Я родилась 14 июля 1944-го. Очень насыщенный год, занимающий много страниц в учебниках истории. Среди хороших новостей этого года: Ануй ставит «Антигону» в театре «Ателье» в разгар оккупации; Пьер Броссолет[28] предпочитает самоубийство признаниям; в Нормандии 6 июня высаживаются сто тридцать две тысячи солдат союзнических войск; Паттон[29] входит в Динан, потом в Ванн, потом в Дре, потом освобождает Шартр – силен все-таки Паттон; Леклерк освобождает Париж, и де Голль произносит свое знаменитое «Париж, Париж оскорбленный!
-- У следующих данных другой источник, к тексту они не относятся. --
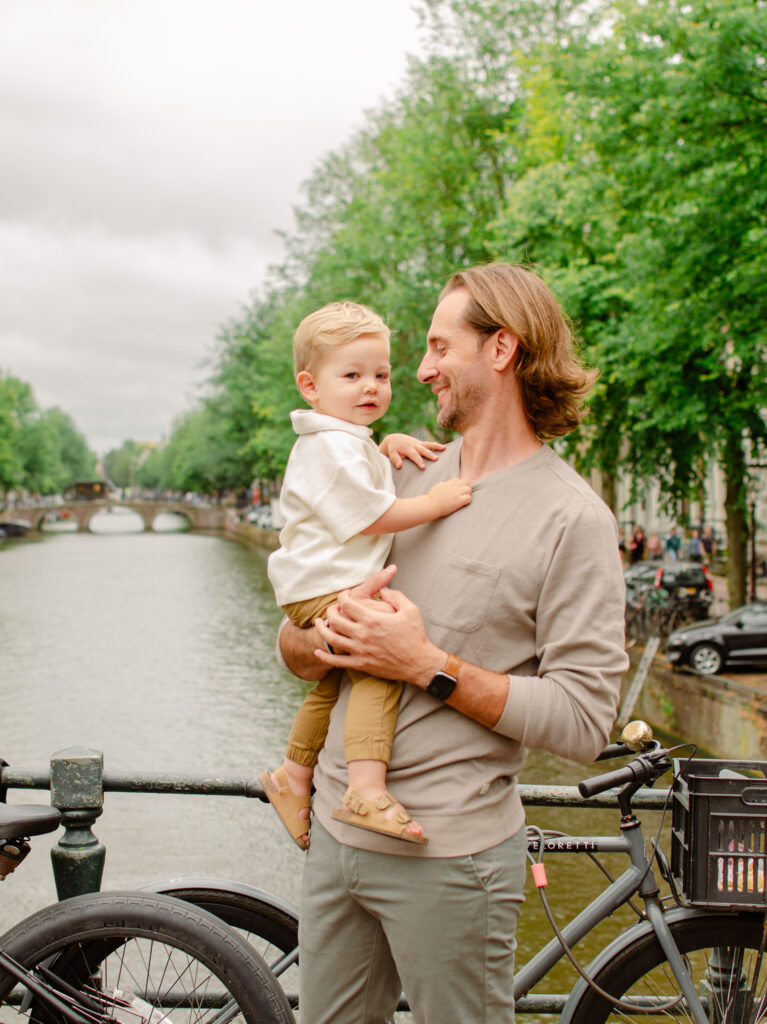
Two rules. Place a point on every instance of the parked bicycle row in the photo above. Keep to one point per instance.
(694, 953)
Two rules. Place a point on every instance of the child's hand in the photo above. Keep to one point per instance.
(397, 446)
(451, 496)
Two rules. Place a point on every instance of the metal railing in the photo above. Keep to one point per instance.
(78, 782)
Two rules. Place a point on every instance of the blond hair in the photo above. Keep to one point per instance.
(334, 325)
(553, 380)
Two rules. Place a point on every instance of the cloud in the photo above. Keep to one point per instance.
(152, 152)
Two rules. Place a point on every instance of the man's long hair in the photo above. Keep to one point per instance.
(553, 380)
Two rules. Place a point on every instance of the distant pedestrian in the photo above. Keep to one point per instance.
(636, 548)
(694, 547)
(654, 548)
(622, 543)
(673, 545)
(709, 542)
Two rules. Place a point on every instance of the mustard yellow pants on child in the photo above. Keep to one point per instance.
(371, 714)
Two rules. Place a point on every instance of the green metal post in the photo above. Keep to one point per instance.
(77, 790)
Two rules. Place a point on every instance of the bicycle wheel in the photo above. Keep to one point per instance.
(270, 925)
(722, 952)
(145, 958)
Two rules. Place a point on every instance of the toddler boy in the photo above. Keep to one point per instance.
(340, 511)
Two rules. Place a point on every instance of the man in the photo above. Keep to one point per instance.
(507, 624)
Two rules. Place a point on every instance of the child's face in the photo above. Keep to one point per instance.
(352, 382)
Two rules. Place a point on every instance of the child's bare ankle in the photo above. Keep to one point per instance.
(299, 777)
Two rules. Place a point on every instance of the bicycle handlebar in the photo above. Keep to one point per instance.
(642, 770)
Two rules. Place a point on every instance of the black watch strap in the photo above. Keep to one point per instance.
(444, 682)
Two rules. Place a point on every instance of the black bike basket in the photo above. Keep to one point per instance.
(719, 832)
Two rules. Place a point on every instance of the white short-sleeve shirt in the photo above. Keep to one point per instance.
(336, 484)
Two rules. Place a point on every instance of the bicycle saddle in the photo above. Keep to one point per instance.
(27, 819)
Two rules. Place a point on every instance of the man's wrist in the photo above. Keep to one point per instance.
(434, 660)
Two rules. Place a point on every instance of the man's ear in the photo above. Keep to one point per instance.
(306, 386)
(504, 349)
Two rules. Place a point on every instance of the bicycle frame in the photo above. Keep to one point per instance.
(637, 879)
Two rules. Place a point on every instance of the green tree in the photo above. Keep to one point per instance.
(646, 209)
(76, 460)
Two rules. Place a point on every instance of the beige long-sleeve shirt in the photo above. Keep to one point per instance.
(525, 581)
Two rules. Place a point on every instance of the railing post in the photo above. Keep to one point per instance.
(77, 790)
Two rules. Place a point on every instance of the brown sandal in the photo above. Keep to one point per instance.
(287, 804)
(371, 814)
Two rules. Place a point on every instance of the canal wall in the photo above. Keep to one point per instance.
(725, 716)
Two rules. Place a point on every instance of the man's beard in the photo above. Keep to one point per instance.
(465, 399)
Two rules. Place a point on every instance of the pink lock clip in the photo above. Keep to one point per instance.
(539, 875)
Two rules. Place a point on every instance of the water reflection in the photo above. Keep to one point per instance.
(157, 648)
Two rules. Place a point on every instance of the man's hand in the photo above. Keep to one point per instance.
(389, 642)
(298, 646)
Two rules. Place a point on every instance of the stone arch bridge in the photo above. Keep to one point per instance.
(81, 512)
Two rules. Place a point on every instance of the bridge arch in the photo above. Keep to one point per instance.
(82, 512)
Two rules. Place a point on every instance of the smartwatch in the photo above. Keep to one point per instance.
(443, 683)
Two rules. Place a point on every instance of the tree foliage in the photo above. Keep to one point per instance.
(619, 146)
(41, 451)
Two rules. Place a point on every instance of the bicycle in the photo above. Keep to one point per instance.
(125, 957)
(694, 955)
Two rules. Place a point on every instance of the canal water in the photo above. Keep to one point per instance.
(158, 650)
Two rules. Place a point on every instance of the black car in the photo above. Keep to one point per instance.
(686, 585)
(739, 638)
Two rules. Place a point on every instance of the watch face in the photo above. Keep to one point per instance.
(441, 686)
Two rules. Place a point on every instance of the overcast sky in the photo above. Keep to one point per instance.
(151, 150)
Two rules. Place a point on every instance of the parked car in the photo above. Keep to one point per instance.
(692, 577)
(739, 638)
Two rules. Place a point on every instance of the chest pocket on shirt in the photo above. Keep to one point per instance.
(461, 593)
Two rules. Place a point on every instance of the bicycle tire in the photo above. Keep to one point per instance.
(639, 970)
(266, 923)
(178, 961)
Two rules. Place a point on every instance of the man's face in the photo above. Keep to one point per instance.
(455, 367)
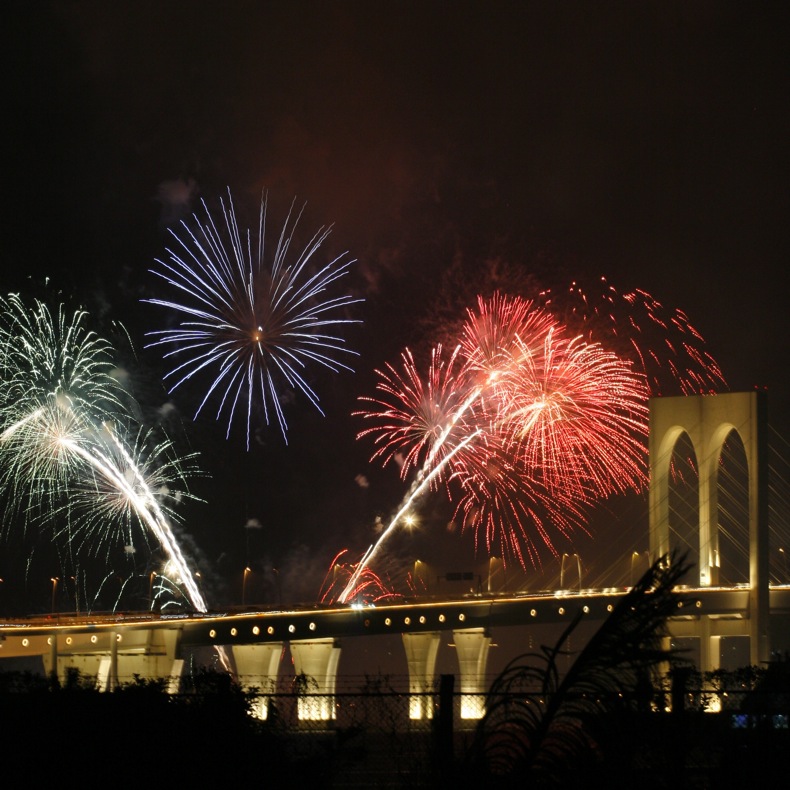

Париж сломленный! Париж замученный! Но Париж освобожденный!»; Лина Маржи[30] поет «Ах, белое винцо», а Арагон выпускает «Орельена». По части плохих: Деснос и Мальро арестованы; тридцать пять участников Сопротивления расстреляны у водопада в Булонском лесу; шестьсот сорок два человека убиты в Орадур-сюр-Глане; последний поезд с заключенными отправляется из лагеря Дранси в Освенцим; можно насчитать еще десять тысяч трагедий, которыми заполнены десять тысяч книг.
Пятьдесят пять лет назад мои родители назвали меня Моникой. Это было в духе времени, как Мари и Николь; но я всегда думала, что есть толика садизма в том, чтобы назвать Моникой розовенькую новорожденную кроху. Я предпочла бы что-нибудь не столь резкое, нежнее, женственнее. Что-нибудь сладкое во рту мужчины. Например, Жанна. Или Лилиана. Или Луиза.
Завтра меня будут звать Луизой.
Я улыбаюсь в машине, думая о «Мертвом сезоне».